At Ingram we believe any publisher, large or small, can build a successful business in China. The key is developing a comprehensive and flexible strategy that considers the complexities of the market and uses them to your advantage.
The Chinese market can be easily segmented and approached by region. The population of Beijing is 26 million and the Pearl River Delta is home to 65.5 million people. As China’s growing middle class demands ever-increasing quantities of high-quality foreign content, the opportunity has never been greater for international publishers. And most of this key consumer group is located on China’s urban eastern seaboard. When embarking on a China strategy for your business, approaching these cities and regions individually allows you to focus on manageably sized markets and to create attainable short-term goals.
All books imported into China must go through one of China’s 40+ state-importers and pass an approval process. In 2012 alone China acquired a total of 16,115 book titles from abroad, according to statistics in China Publisher’s Yearbook. Of these, 4,944 were from the U.S., 2,581 from England, 2,006 from Japan 1,209 from Korea, 874 from Germany, and 835 from France.
With the connectivity and technology available today, getting content into China has never been simpler. And with the development of print-on-demand partnerships and e-book channels, Ingram is working to broaden the ways publishers can access readers in China.
The Retail Landscape
With both the retail and distribution sectors open to private business since 2001, the Chinese book retail industry is a dynamic force with expansive opportunities for international publishers.
The Xinhua group, China’s largest network of book retailers, is often misunderstood as a centrally state-run entity. In fact, Xinhua stores operate independently at a regional and provincial level. Xinhua owns 17 of China’s largest 20 bookstores with branches across the country, from megacities to the rural countryside.

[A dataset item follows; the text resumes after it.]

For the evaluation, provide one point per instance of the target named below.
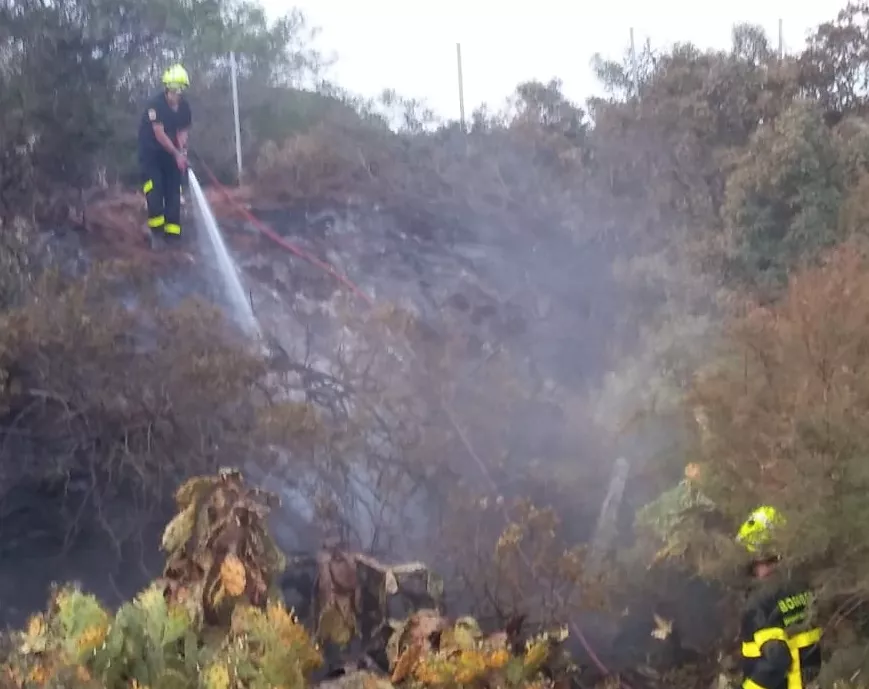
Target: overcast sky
(409, 45)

Private bookstores are an integral part of China’s rich literary history, with some of them even considered sites of national cultural significance. You’d be amazed to see the crowds that converge every weekend on these landmark shops, which often contain cafes, restaurants, and social spaces for cultural activities.

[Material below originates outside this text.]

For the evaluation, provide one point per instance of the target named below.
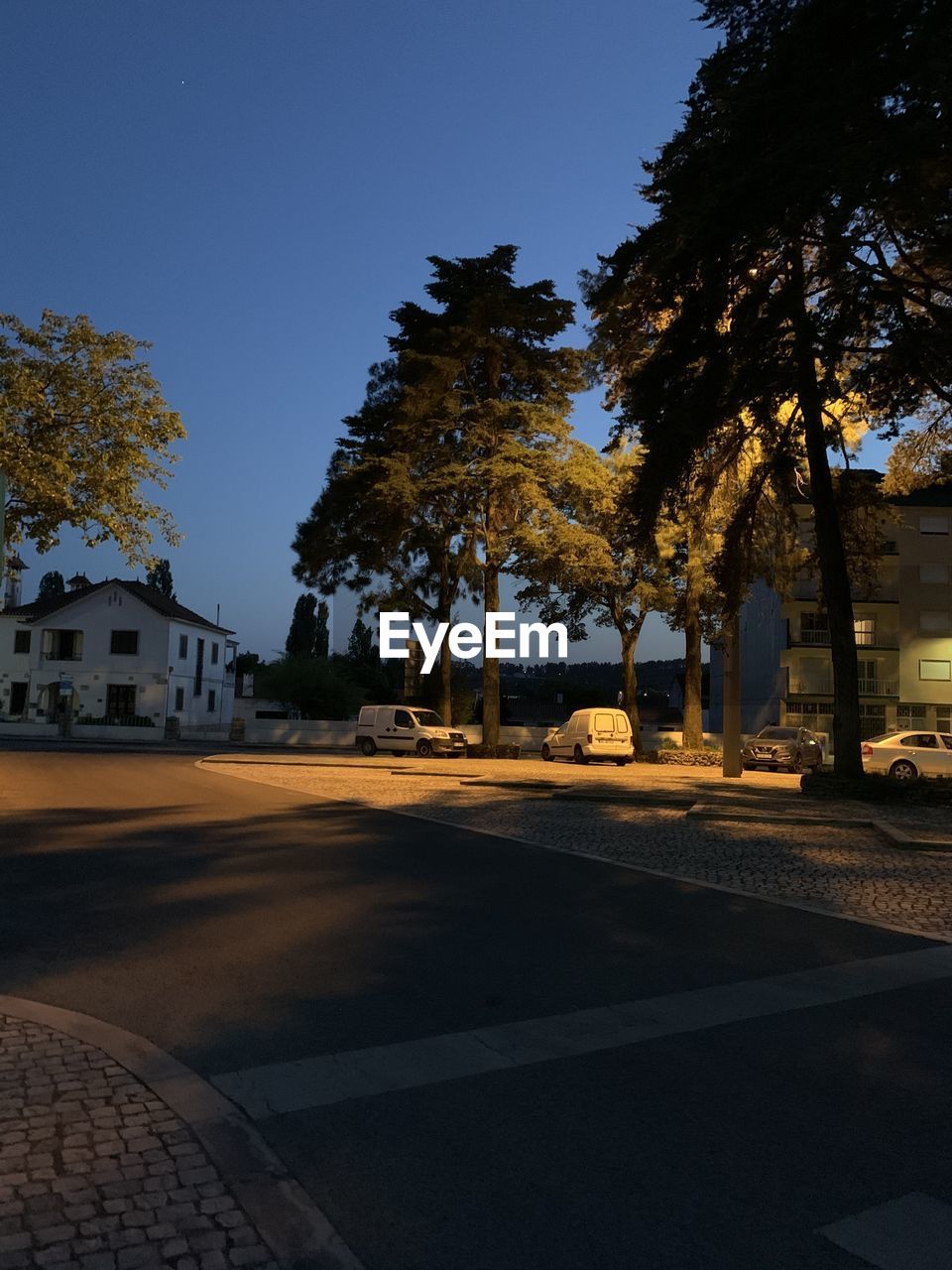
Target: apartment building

With the rise of companies like Alibaba, China’s e-commerce industry has gained global attention for its tenacity and innovation. China’s online book business is no different, and companies like DangDang and JD.com continue to grow and capture impressive portions of the book market. China’s three largest book e-retailers account for 60% of online book sales.
The Digital Dragon
Digital publishing has been around since the early days of the Internet in China, and today more than 200 million people in China read digital publications. Looking even further ahead, Emarketer, a leading research firm on digital marketing, anticipates that more than half of China’s population will have a smartphone by 2018. Given these impressive figures, it is unsurprising that China’s digital publishing business reported year-on-year revenue growth of 40.5% in 2012.

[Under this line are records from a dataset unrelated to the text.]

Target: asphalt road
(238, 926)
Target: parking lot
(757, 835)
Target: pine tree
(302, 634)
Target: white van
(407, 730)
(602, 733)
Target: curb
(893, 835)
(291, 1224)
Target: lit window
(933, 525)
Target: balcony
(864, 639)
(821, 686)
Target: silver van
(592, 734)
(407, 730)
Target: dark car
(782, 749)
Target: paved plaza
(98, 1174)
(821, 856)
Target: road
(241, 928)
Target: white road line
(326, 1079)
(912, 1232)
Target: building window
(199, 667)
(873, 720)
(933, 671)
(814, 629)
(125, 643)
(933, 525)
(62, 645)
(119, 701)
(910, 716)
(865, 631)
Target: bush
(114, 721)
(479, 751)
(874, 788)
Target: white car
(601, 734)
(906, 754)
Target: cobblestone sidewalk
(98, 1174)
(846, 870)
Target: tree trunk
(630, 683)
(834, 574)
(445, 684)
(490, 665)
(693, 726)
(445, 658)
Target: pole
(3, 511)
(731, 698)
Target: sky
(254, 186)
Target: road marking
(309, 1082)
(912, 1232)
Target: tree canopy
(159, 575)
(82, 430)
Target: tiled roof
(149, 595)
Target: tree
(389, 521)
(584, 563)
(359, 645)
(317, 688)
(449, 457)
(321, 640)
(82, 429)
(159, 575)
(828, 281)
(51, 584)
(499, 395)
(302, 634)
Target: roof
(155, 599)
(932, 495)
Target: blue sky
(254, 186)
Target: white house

It is not only the numbers that present a compelling picture of China’s digital book market. Online literature now boasts more than 10 years of history in China, and its cultural relevance should not be underestimated. In 2013, many online writers made the list of the country’s richest authors. Online literature plays an important role in the entertainment industry: popular works have been adapted to film, both television series and feature films, with very high ratings. In the past, readers accessed online literature and series via desktop computers, but now users are more likely to use mobile phones and tablets
It could be said that the Chinese consumer was ready for digital content before the publishing industry had any to sell. Although cellphones and tablets are the favored reading device, the e-book market is in its infancy. The majority of digital content available is still in html format and paid for per chapter or by a monthly subscription. Content is purchased on phones or tablets from the e-bookstores of China’s three cellular service providers, the largest being the China Mobile bookstore. Many popular online publishers began as platforms for fan fiction and have developed to encompass a broad array of digital imprints catering to a range of reading tastes. Many of China’s successful trade authors recently have made their names through these digital self-publishing platforms.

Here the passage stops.